NEW YORK Wealth management executives worried about where to find new talent may have a simple solution before them: Embrace senior advisors who want to work past traditional retirement ages.
"When it comes to advisors at age 65, people make it sound like they are on their last legs," said Brand Meyer, head of Wells Fargo Advisors' independent brokerage group, at SIFMA's annual meeting here on Monday afternoon.
Meyer said that the issue of advisors being too old was "overblown."
'LIFE LEFT IN THEM'
Both Meyer and Jim Kerr, president of regional brokerage firm D.A. Davidson Companies, said that attitudes toward retirement are changing, and advisors are increasingly working long past 65, particularly as many have or are joining teams and adopting junior partners.
"They've got a life left in them and I think it's an opportunity to have them stay with us and to recruit a younger partner," said Kerr, noting that every firm has advisors approaching the traditional retirement age but who want to extend their careers.
However, attracting younger advisors remains a necessity -- not just to replace aging advisors, but to partner with them so that they can keep working at the pace they want. About 65% of Davidson advisors are on a team, according to Kerr.
Kerr said his firm, which has about 400 advisors in the Northwest and California, is trying to find ways to better attract college graduates and career changers, especially in light of how few trainees stay in the business.
"We're trying to be very thoughtful about how we train people given that the industry results are so tough. We focus on apprenticeship programs," said Kerr. "We're proactively trying to go out and find those individuals in the market place and convince them that Davidson is a great place for a second career."
Meyer added that the industry needed to update its public profile to appeal to the next generation of financial advisors. "I think there is still an image that people need to be Type A, sales people for lack of a better term.
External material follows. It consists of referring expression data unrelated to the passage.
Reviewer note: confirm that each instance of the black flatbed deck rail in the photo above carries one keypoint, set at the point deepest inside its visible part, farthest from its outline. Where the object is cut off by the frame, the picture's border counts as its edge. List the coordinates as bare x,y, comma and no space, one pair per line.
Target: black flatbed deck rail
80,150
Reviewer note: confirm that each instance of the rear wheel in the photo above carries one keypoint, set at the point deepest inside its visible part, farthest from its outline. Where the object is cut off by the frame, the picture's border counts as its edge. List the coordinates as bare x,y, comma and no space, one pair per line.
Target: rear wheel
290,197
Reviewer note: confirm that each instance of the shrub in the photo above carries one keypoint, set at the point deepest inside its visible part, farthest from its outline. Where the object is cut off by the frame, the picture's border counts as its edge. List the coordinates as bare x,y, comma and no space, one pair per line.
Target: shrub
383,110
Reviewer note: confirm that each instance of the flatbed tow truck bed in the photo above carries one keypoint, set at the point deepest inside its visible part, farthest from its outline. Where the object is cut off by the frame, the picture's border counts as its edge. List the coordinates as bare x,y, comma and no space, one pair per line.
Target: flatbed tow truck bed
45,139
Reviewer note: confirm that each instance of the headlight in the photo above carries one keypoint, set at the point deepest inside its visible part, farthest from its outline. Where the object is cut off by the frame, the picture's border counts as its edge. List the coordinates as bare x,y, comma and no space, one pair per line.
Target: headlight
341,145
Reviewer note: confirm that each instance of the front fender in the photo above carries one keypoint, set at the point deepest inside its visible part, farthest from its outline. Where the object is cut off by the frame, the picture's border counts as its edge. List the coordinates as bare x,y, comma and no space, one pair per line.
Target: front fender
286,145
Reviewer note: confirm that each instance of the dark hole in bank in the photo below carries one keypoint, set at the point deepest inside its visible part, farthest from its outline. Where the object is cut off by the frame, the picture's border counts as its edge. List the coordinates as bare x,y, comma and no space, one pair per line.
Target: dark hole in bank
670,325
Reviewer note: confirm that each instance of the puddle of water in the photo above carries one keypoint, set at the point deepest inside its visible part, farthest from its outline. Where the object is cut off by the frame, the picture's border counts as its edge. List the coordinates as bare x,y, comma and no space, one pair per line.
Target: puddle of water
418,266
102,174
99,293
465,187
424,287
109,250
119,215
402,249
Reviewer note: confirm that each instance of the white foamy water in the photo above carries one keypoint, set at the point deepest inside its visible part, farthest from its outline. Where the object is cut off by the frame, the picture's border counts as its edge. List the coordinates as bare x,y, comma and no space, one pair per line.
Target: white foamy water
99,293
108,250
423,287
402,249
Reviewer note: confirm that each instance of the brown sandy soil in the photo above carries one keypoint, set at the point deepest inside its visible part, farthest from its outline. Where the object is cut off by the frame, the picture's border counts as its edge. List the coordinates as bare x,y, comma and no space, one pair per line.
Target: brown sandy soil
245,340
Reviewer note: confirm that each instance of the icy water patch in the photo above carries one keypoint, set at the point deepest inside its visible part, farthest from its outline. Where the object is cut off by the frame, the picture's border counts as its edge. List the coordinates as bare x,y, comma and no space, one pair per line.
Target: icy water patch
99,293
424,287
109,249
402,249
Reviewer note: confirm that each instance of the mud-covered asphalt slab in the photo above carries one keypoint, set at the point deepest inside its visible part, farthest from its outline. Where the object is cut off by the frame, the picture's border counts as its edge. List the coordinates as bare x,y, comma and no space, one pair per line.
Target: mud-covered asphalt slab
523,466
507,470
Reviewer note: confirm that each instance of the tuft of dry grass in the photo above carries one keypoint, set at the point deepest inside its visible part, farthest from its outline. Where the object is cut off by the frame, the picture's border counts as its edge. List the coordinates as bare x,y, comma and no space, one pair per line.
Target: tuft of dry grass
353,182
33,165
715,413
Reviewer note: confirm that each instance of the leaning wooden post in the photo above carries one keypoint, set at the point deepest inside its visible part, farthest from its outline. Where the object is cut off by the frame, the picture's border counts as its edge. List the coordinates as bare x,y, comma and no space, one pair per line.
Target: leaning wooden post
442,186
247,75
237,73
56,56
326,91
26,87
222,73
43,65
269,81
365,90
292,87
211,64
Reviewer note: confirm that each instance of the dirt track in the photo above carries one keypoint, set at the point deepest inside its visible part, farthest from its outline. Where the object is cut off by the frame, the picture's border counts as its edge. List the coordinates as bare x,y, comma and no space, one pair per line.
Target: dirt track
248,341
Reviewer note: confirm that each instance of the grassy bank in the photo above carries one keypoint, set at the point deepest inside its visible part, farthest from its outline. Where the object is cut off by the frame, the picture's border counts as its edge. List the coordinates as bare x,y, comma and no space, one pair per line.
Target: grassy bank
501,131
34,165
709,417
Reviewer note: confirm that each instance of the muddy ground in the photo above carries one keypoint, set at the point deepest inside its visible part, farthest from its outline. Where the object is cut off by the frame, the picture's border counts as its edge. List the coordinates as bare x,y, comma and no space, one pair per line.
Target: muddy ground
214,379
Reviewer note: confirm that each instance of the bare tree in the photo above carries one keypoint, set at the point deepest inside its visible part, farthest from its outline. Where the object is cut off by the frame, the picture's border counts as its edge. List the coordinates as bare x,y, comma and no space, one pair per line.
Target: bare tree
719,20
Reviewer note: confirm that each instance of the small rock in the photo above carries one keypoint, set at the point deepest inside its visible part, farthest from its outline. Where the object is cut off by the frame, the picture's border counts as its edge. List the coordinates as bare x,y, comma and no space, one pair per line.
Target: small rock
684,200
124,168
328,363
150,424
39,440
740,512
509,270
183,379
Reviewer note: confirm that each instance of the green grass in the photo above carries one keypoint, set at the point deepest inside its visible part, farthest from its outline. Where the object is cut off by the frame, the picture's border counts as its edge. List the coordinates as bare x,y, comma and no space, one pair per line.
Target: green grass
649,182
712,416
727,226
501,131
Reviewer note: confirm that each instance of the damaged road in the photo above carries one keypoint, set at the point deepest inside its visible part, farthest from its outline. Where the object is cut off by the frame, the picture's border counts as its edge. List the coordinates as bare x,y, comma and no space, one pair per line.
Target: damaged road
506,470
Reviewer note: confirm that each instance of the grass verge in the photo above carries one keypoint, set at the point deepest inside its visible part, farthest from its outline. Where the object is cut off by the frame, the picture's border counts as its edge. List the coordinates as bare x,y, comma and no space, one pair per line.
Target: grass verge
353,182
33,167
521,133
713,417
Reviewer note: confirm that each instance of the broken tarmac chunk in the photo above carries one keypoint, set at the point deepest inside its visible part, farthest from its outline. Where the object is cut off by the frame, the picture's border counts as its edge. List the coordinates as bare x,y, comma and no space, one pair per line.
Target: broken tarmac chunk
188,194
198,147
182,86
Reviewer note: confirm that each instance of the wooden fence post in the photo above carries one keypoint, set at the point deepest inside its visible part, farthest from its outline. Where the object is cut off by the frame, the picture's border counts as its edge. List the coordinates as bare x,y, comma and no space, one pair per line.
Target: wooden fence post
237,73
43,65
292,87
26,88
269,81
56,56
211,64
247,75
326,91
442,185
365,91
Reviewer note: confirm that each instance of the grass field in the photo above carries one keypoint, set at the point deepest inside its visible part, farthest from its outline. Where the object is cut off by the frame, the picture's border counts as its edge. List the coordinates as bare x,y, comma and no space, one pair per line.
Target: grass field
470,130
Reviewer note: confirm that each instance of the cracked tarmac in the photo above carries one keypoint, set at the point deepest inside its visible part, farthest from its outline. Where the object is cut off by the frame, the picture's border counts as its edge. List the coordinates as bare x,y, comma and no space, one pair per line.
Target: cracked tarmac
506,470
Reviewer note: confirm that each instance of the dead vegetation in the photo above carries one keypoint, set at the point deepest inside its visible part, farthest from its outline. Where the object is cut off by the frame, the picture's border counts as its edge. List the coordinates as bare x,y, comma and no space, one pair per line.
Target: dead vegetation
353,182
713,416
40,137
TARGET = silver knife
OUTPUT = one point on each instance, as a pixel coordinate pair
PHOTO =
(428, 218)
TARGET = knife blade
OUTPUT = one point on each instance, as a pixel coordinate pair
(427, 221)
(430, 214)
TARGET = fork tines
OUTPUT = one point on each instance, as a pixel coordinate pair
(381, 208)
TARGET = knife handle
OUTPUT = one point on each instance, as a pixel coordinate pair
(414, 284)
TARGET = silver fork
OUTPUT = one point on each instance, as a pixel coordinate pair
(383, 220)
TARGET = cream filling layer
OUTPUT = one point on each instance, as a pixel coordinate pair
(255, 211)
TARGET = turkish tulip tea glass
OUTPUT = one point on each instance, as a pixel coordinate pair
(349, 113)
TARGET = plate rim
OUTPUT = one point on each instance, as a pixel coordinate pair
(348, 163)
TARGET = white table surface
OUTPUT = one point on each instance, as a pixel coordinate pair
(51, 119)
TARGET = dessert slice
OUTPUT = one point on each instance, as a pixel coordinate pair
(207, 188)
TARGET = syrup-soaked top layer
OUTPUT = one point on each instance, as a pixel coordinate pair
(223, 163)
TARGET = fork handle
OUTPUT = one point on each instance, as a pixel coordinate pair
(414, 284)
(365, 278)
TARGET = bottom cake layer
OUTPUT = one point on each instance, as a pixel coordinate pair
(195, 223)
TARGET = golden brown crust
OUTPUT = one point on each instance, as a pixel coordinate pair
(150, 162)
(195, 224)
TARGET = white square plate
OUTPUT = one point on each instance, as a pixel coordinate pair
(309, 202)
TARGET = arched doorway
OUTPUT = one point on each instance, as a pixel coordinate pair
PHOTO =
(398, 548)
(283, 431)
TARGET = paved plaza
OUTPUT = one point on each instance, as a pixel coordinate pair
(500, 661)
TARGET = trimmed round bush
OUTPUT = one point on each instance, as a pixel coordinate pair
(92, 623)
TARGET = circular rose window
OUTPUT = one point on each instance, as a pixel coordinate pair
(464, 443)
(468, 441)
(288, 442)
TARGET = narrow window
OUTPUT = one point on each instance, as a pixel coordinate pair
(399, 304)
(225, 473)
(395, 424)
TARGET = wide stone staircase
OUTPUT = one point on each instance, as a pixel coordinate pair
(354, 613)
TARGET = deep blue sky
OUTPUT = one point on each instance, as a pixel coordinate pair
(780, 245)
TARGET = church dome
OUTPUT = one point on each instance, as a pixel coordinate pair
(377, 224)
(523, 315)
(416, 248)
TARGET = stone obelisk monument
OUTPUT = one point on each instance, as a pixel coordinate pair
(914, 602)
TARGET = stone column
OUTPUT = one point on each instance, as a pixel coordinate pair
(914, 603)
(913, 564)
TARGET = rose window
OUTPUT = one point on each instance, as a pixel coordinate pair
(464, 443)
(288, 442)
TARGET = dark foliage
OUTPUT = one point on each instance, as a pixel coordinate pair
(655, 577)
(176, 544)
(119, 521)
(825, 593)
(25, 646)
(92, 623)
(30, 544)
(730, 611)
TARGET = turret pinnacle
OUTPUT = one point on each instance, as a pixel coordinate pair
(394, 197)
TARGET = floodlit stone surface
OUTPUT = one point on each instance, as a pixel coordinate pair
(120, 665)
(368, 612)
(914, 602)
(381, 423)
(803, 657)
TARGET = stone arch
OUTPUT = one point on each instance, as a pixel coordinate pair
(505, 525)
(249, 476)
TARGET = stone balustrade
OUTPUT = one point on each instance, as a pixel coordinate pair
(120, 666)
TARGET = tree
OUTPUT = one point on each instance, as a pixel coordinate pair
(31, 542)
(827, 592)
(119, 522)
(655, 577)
And that's not the business we are in today," he said.
Lisa Kidd Hunt, executive vice president of international services and special development at Charles Schwab, agrees that the industry has an image problem, noting that the appeal of a career in financial services among college graduates has fallen sharply since Hunt finished her university studies. "In the early 1980s, Wall Street was a real destination it was a place where people wanted to come and work and help build the economy of the United States," she said.
Hunt noted that many of today's brightest college graduates pass on Wall Street jobs and instead go work for Silicon Valley startups -- depriving financial services firms the chance to tap the nation's top talent.
"Together as a group, we need to restore the nobility of financial services. We provide and serve a really important function in the economy. We're losing the opportunity we really had to capture some of the best and brightest coming out of our universities. We need to get back to a place where this business can attract the best," she said.
To improve that image, firms could become more active in their communities and offer more volunteer activities to their employees, suggested Kim Tillotson Fleming, chief executive officer of Hefren-Tillotson, a Pittsburgh-based brokerage firm with about $10 billion in AUM and 80 advisors.
"One of the things we've found is that this younger generation really likes to be involved in volunteer activities," she said.
Creating those kinds of opportunities has real value for the firm, its employees and the community, she said. "It's one of the reasons that our interns really like the culture, see the opportunities and feel excited about the business."